Jasmine Gripper, Legislative Director, Alliance for Quality Education said, “A high-quality education is the foundation for success, but in New York’s poorest ZIP codes, high need students attend the most underfunded schools. The availability of classroom resources closely correlates with students’ opportunities and outcomes. Education justice requires adequate and equitably distributed funding for our public schools using the State’s Foundation Aid formula and investing the $4 billion that New York State owes to schools.”
“The United Nation says we have 12 years to take bold, worldwide action to save life on the planet and avoid catastrophic climate change. Governor Cuomo last month called for 100% clean electricity by 2040 and a Green New Deal. We look forward to seeing his detailed proposals, which much embrace the need for a Just Transition and a new bill of economic rights, starting with a guaranteed living wage job and minimum income for all as well as single payer universal healthcare,” said Mark Dunlea, chairperson of the Green Education and Legal Fund.
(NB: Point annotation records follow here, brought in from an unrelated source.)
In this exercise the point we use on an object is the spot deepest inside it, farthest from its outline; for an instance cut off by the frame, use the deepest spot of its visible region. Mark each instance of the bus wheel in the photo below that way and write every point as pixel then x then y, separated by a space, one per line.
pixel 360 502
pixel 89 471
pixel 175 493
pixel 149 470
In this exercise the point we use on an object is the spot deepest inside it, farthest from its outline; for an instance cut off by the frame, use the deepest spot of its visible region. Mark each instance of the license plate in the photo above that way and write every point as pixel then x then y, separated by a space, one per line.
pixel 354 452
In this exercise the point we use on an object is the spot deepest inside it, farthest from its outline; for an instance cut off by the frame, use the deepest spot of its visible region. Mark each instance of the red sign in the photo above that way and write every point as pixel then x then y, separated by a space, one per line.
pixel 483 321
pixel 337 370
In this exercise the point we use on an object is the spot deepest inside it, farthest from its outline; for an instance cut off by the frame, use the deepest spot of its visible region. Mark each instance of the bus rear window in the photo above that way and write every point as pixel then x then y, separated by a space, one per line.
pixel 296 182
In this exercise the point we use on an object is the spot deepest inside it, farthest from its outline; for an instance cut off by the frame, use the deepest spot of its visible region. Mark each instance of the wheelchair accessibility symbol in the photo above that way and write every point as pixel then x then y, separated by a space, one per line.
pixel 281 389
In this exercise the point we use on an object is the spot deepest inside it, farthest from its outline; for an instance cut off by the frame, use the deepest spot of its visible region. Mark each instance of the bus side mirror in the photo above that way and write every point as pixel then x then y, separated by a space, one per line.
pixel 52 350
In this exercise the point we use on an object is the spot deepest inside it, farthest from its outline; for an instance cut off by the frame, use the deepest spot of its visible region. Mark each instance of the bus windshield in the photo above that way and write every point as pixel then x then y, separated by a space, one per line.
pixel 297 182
“In his 1941 State of the Union Address FDR argued that everyone in the world should enjoy four basic freedoms, including Freedom from Want – defined as the right to an adequate standard of living in regard to food, housing and healthcare. Those rights have now become clarion calls,” stated Susan Zimet, Executive Director of Hunger Action Network of NYS. “In a speech recently given by Governor Cuomo on his priorities for the upcoming year, he spoke of the freedom from want and the importance of addressing these issues. Hunger Action Network just launched Hunger Hurts: The Human Right to Food Campaign so this was music to our ears. We look forward to working with Governor Cuomo and the newly constituted legislature to make some significant impacts on these issues in this legislative session.”